1a. Unless you're starting up your own assembly house, expect to do a lot of rework anyway. Pasting saves time over 100% hand soldering, but don't expect it to be perfect your first time, or even your 100th time.
In short, without having any existing process control to speak of, you aren't going to save much time doing tweaks on the front end -- in particular, you won't have any chance to feed changes back into the process.
I'm assuming this is a one-off sort of thing, hence why it hasn't come up before, and may not come up again (but, again again, if you _are_ starting up an assembly house--).
- A CM will already have their process dialed in, so will make tweaks to the paste layer to their satisfaction (if you provide a modified paste layer, they'll probably just regenerate it from pads, using their own rules and geometry?).
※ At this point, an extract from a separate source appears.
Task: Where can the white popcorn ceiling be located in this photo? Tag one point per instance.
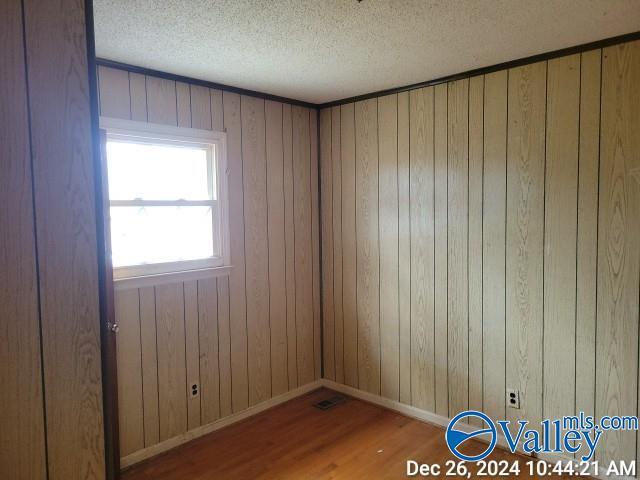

Concentrate more on getting the pads IPC-compliant. You'll see all sorts of bizarre footprint dimensions in datasheets, but IPC rules exist because they give consistent results.
On that note, some packages are ridiculously loose. JEDEC packages in particular. TO-220 is awful, sure, but DO-214 is as well. Most manufacturers give a footprint that's closer to an IPC "high density" (reduced outline) footprint, but which violates (according to IPC rules) the very drawing they give. Because, of course they give the JEDEC DO-214 with its shitty tolerances, why give the internal drawing with correct tolerances? But they give the footprint from it. So, presumably, you can infer some dimensions of that drawing with modest confidence, based on their footprint. From this, you can draw a regular IPC footprint, of whatever "density" you like.
Again, feedback is possible (maybe the ideal pads are slightly different, for various reasons), but only if you have a closely coupled process.
Another note, don't be afraid to shave pad widths. Some TSSOP, MSOP, etc. have suspiciously wide pins, for which you can't possibly have positive side fillet AND soldermask between pads. The IPC tolerance for side fillet is -0.03mm so a little pad shaving is perfectly acceptable. For 0.5mm pitch, 0.22 to 0.25mm width pads usually leave enough space for soldermask, assuming 3-4 mil minimum web width, and 2-3 mil soldermask expansion. Correct soldermask is best; but if you can't manage it, no soldermask is better than too-thin webs flaking off, adhering to pads and causing open joints.
IPC-7351 is available for free and isn't much different from the latest version, at least in terminology and rough values. You can usually find copies of such documents floating around on suspiciously-public websites, indexes or FTPs; give it a quick search.